Plimpton couldn't believe he was about to ask this next question. "And did you... did you find a - the, erm - the - the dragon?"
"Yes, sir. We found a dragon."
"An actual dragon?"
"An actual dragon. The zoo man said it was a miniature breed called a Red Vine. He then launched into a long explanation of how an accidentally severed tail of a Red Vine Dragon had been the inspiration for the Red Vine candies."
Plimpton raised his eyebrows again. He felt he'd done that quite a lot during the conversation. But it was the sort of conversation which required such a reaction frequently.
"As we were closing him up, the man was playing merrily with his dragon, coddling over it like a mother that's given birth... naming it, the whole nine yards, Plimpton!"
"Naming it?"
"Yes. Pox. Because of that disease they thought he might have had."

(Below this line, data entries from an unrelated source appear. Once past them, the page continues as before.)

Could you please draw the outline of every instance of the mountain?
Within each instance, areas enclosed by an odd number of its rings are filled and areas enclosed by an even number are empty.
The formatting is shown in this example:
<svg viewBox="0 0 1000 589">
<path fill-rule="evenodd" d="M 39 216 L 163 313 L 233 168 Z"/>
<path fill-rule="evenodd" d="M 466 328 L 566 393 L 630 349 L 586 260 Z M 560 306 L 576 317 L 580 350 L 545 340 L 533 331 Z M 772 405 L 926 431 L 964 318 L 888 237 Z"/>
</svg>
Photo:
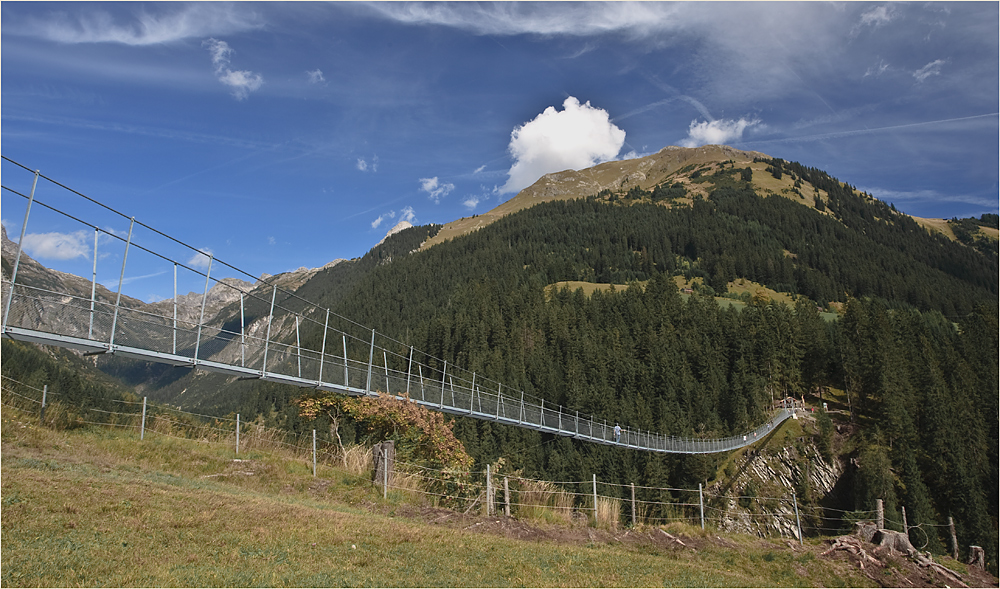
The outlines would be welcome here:
<svg viewBox="0 0 1000 589">
<path fill-rule="evenodd" d="M 546 174 L 510 200 L 486 213 L 445 224 L 437 236 L 428 240 L 422 247 L 426 249 L 445 240 L 466 235 L 506 215 L 542 202 L 586 198 L 602 191 L 627 192 L 632 188 L 651 191 L 664 183 L 680 183 L 692 195 L 707 196 L 705 189 L 699 186 L 696 180 L 700 172 L 722 162 L 726 162 L 733 169 L 750 168 L 752 170 L 750 184 L 762 195 L 798 198 L 800 204 L 811 208 L 816 208 L 817 200 L 827 198 L 825 190 L 813 186 L 808 180 L 796 183 L 795 176 L 786 174 L 781 177 L 773 174 L 770 163 L 773 159 L 760 152 L 741 151 L 725 145 L 706 145 L 696 148 L 668 146 L 645 157 L 605 162 L 579 171 L 566 170 Z M 864 196 L 872 198 L 869 195 Z M 664 204 L 671 206 L 670 203 Z M 956 220 L 914 216 L 910 218 L 929 232 L 940 233 L 953 241 L 958 240 L 953 230 Z M 996 227 L 981 226 L 979 233 L 983 239 L 991 242 L 1000 239 L 1000 232 Z"/>
<path fill-rule="evenodd" d="M 9 281 L 14 271 L 14 262 L 17 260 L 17 244 L 7 237 L 6 227 L 0 226 L 0 231 L 2 231 L 0 240 L 2 240 L 3 244 L 3 278 Z M 17 279 L 18 284 L 26 284 L 34 289 L 68 294 L 88 301 L 90 300 L 90 291 L 93 285 L 86 278 L 46 268 L 32 259 L 27 252 L 21 252 L 17 268 Z M 111 292 L 99 283 L 97 284 L 95 297 L 98 301 L 114 304 L 116 296 L 116 293 Z M 135 308 L 144 304 L 138 299 L 122 296 L 122 305 L 126 307 Z"/>
<path fill-rule="evenodd" d="M 408 227 L 361 258 L 273 277 L 294 292 L 279 293 L 271 341 L 319 349 L 322 329 L 297 333 L 288 311 L 320 321 L 329 308 L 349 318 L 337 329 L 365 342 L 374 328 L 433 370 L 447 361 L 547 404 L 679 436 L 745 431 L 786 396 L 826 403 L 846 438 L 829 452 L 836 493 L 802 488 L 804 502 L 844 512 L 883 499 L 891 518 L 905 507 L 922 530 L 951 514 L 963 545 L 995 562 L 1000 280 L 995 246 L 975 237 L 995 220 L 947 223 L 951 239 L 825 172 L 729 148 L 667 148 L 640 164 L 550 175 L 465 229 Z M 693 292 L 678 291 L 681 277 Z M 559 283 L 628 286 L 587 295 Z M 255 288 L 270 301 L 271 286 Z M 215 324 L 238 330 L 238 302 L 220 304 Z M 243 328 L 260 334 L 267 313 L 248 313 Z M 233 346 L 205 353 L 232 358 Z M 300 389 L 98 364 L 199 413 L 329 429 L 298 416 Z M 547 480 L 694 488 L 724 467 L 724 457 L 623 452 L 466 418 L 455 431 L 477 465 L 503 457 Z M 364 439 L 350 420 L 340 434 Z M 802 472 L 783 476 L 809 487 Z M 929 549 L 946 546 L 929 536 Z"/>
</svg>

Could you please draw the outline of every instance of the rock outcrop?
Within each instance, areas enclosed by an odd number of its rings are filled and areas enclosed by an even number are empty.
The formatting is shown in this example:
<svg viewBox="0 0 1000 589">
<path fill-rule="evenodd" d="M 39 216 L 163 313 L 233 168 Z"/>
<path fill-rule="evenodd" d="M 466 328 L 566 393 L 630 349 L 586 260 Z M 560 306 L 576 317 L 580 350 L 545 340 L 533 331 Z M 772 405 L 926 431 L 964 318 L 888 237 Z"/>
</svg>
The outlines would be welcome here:
<svg viewBox="0 0 1000 589">
<path fill-rule="evenodd" d="M 823 460 L 811 438 L 800 440 L 804 441 L 780 448 L 772 442 L 748 449 L 736 459 L 736 473 L 730 479 L 708 488 L 710 495 L 722 496 L 709 501 L 722 512 L 713 516 L 719 518 L 721 529 L 761 537 L 799 537 L 792 493 L 806 488 L 813 497 L 822 498 L 842 473 L 839 464 Z M 808 499 L 797 497 L 800 520 L 805 519 Z"/>
</svg>

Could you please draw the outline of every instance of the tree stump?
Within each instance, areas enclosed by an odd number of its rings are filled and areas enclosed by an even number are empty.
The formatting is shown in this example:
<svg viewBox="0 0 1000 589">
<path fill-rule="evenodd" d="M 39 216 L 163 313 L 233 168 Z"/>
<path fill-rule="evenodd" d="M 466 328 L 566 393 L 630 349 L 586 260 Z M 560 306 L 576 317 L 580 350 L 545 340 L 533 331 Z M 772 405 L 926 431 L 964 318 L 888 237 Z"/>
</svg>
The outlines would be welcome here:
<svg viewBox="0 0 1000 589">
<path fill-rule="evenodd" d="M 982 546 L 969 546 L 968 565 L 986 570 L 986 551 Z"/>
<path fill-rule="evenodd" d="M 890 550 L 901 552 L 907 556 L 917 553 L 917 549 L 910 544 L 910 539 L 902 532 L 893 530 L 878 530 L 872 536 L 872 543 L 879 546 L 888 546 Z"/>
<path fill-rule="evenodd" d="M 875 525 L 875 522 L 855 522 L 854 524 L 854 535 L 865 542 L 871 542 L 877 531 L 878 526 Z"/>
</svg>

"Incredible. How did it get in there?"
"They never did say definitively, but they said he might have breathed it in somewhere. Apparently it's somewhat common to inhale dragons in the wizarding world. Much like flies to the muggle world, they said. It's apparently one of the many ways they can catch dragon pox. Inhaling a dragon causes Type 2 Dragon Pox, compared to a Type 1 which is caused by coming in contact with infectious dragon scales, venom (if poisonous), saliva, or boogies. Type 1 is most common, reacts like any virus or bacterial even in the muggle world, except it responds to nothing, but with a Type 2 Inhalation, the dragon typically dies in the body and the flint remains like a cancer and that's what starts it."
Plimpton shook his head. "Incredible."
Hoffman took a deep breath. "So you see - I simply cannot do any more with medicine. I am done. Hanging up my scrubs. Finite. No more. Sayonara. You understand? I need a long vacation after that, and I don't care what kind of damned party you've planned for my retirement, I'm simply not going to be available as it will take more than the rest of the year just to forget the sight of a tiny dragon curled up in the valve of a man's beating heart."
"You know what, doctor, I honestly don't blame you... I honestly don't blame you at all."